Yahoo legt für die 50 Millionen Umsatz das Erreichen von insgesamt 14 Millionen registrierten studentischen Nutzern in den USA/evtl. englischen Sprachraum zugrunde, die dann die Basis für das weitere Wachstum sein sollen. Da passt es natürlich prima, dass Facebook genau diese Woche noch schnell seine Nutzerzahlen nach oben korrigiert hat: Laut Google-Cache vom 11. Dezember waren es noch über 12 Millionen Nutzer, jetzt sollen es über 13 sein. Nachdem man Ende September den Laden für alle Arten von Usern – und nicht nur Studenten – weltweit geöffnet hat – damals waren es nur 9,5 Millionen. Von 6.2 Millionen Ende 2005 auf 9,5 Millionen – das sind 3,3 Millionen, dafür hat Facebook 9 Monate gebraucht. Von 9,5 auf 13 Millionen sind es dagegen 4,5 3,5 Millionen, und das soll innerhalb von nur 2,5 Monaten gelungen sein. Sprich, die Wachstumsgeschwindigkeit hätte sich in der letzten Zeit, bis zur jetzt laufenden grossen Geschichte mit der 8 Milliarden Dollar Bewertung rund verfünffachtvervierfacht. Aber hallo.

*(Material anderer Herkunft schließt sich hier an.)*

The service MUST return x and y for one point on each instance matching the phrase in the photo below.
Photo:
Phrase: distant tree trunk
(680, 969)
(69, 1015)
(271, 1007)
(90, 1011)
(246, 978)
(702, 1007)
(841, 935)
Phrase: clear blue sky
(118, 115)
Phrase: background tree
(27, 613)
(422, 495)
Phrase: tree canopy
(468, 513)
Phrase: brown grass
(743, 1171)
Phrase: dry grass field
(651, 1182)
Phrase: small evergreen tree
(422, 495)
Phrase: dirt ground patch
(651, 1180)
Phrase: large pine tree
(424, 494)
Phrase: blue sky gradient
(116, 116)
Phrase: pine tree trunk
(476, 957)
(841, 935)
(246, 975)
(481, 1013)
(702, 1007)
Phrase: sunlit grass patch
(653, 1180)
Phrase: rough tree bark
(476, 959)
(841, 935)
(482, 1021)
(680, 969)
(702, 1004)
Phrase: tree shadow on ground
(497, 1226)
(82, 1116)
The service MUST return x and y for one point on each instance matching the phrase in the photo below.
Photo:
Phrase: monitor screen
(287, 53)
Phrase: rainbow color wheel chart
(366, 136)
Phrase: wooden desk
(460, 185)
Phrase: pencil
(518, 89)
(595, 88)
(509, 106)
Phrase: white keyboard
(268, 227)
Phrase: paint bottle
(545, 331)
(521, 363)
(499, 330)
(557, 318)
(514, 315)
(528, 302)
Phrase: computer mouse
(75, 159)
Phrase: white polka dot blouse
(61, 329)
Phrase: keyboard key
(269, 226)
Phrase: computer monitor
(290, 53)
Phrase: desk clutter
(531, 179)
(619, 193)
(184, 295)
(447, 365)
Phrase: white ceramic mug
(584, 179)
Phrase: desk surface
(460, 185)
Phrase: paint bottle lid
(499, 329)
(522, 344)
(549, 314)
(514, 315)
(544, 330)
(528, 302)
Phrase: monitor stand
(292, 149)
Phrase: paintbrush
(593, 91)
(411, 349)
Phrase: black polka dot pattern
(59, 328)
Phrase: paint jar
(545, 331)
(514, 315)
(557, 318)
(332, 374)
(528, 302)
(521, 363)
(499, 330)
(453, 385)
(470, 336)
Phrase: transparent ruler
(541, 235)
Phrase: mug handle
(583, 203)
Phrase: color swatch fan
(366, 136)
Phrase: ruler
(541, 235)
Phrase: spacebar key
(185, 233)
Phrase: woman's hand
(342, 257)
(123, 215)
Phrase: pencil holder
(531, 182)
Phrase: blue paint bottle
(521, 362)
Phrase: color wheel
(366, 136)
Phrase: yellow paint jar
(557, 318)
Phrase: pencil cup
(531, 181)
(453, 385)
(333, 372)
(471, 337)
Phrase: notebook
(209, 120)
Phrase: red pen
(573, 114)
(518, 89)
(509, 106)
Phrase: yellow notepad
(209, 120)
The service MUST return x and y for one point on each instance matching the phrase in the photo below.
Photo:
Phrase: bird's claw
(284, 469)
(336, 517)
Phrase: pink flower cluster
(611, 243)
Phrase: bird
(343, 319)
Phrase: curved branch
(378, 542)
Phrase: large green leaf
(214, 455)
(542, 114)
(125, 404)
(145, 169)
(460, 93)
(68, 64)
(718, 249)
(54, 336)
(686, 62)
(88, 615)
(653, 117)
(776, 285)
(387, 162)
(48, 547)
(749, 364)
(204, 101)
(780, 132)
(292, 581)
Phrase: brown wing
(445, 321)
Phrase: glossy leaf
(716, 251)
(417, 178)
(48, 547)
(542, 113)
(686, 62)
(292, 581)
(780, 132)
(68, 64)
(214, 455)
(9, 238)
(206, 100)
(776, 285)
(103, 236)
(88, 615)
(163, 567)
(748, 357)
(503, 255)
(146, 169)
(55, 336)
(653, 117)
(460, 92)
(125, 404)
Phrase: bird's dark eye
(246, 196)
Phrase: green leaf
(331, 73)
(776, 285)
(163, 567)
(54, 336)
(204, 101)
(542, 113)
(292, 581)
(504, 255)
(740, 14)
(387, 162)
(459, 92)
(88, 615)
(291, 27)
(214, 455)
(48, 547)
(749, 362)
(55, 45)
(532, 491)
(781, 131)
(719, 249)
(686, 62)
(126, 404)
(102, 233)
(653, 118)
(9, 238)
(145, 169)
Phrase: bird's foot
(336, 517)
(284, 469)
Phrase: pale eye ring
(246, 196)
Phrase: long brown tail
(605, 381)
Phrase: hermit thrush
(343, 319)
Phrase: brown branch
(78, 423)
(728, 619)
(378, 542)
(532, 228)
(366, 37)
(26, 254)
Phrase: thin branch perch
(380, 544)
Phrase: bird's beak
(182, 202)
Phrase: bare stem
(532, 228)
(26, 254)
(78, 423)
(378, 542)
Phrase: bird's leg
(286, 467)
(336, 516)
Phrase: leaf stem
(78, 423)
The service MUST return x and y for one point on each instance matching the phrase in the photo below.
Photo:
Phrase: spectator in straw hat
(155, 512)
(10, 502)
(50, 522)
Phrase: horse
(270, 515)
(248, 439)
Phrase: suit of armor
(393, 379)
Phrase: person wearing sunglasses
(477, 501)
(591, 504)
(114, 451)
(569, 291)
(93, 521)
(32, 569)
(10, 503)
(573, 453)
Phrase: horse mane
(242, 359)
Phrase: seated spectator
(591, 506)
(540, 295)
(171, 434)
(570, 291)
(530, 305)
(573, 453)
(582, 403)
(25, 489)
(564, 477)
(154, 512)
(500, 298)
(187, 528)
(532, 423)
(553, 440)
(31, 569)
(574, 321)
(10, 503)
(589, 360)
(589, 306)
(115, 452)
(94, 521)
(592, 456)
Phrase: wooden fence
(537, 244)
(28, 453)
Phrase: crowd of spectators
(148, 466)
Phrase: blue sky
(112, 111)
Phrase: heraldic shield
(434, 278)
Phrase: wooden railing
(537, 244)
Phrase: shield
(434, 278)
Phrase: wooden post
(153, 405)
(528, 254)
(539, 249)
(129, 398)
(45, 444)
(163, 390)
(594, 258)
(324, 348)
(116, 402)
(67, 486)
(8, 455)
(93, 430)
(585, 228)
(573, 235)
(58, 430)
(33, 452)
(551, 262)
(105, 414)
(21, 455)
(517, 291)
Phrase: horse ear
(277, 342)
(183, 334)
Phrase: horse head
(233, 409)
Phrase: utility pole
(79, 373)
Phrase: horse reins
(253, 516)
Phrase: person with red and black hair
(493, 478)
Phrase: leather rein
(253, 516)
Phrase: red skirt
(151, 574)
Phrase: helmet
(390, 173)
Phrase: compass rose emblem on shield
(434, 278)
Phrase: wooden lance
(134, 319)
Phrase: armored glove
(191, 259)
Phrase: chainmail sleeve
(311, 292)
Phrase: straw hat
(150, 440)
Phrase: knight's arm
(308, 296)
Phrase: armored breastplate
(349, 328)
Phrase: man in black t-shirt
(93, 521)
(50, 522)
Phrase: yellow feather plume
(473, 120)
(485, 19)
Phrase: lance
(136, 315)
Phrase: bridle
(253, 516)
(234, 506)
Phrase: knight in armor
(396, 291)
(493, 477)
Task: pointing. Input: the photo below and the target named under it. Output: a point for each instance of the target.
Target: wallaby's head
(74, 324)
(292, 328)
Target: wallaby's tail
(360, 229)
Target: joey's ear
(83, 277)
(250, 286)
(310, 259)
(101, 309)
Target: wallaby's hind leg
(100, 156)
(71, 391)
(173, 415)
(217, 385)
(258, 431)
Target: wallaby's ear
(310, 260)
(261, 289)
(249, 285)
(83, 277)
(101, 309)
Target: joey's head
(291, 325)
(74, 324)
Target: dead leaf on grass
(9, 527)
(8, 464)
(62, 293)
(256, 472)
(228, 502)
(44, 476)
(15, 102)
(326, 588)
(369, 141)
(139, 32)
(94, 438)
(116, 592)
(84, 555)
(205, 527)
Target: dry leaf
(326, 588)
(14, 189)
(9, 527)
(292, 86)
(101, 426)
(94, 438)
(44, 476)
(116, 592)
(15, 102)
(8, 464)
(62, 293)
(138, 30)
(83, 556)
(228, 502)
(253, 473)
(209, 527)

Man kann das drehen und wenden, wie man will, mit allen best case Szenarien für Facebook: Das Ziel von 14 Millionen US-Studenten verfehlen sie immer noch meilenweit, mit entsprechend negativen Auswirkungen auf das exponentielle Wachstum, das die Yahoo-Erwartung prognostiziert. Nur redet keiner darüber. Aber dieses Yahoo-Leck bei einem unkritischen Jubelperser Blogger, die grosse Bloomberg-Geschichte, die passenden Zahlen von Nielsen, die in der Aussendarstellung die für Facebook weniger schmeichelhaften Zahlen von Comscore ersetzt haben, die nochmal hochgeschraubten Zahlen der Eigenangabe, die genau zum richtigen Zeitpunkt kommt – sorry Leute, diese Geschichte stinkt zum Himmel. Und alle schreiben es ab.

Und deshalb bin ich für die Prügelstrafe für Journalisten und Blogger. Wir hatten diese – mit Verlaub – Scheisse schon von 1998 bis 2001, und wenn die jetzt noch immer nichts im Guten gelernt haben, dann hilft nur der Stock. Und die Peitsche, von mir aus auch nicht trocken. Und dann in den See, mit einem Gewicht an den Füssen.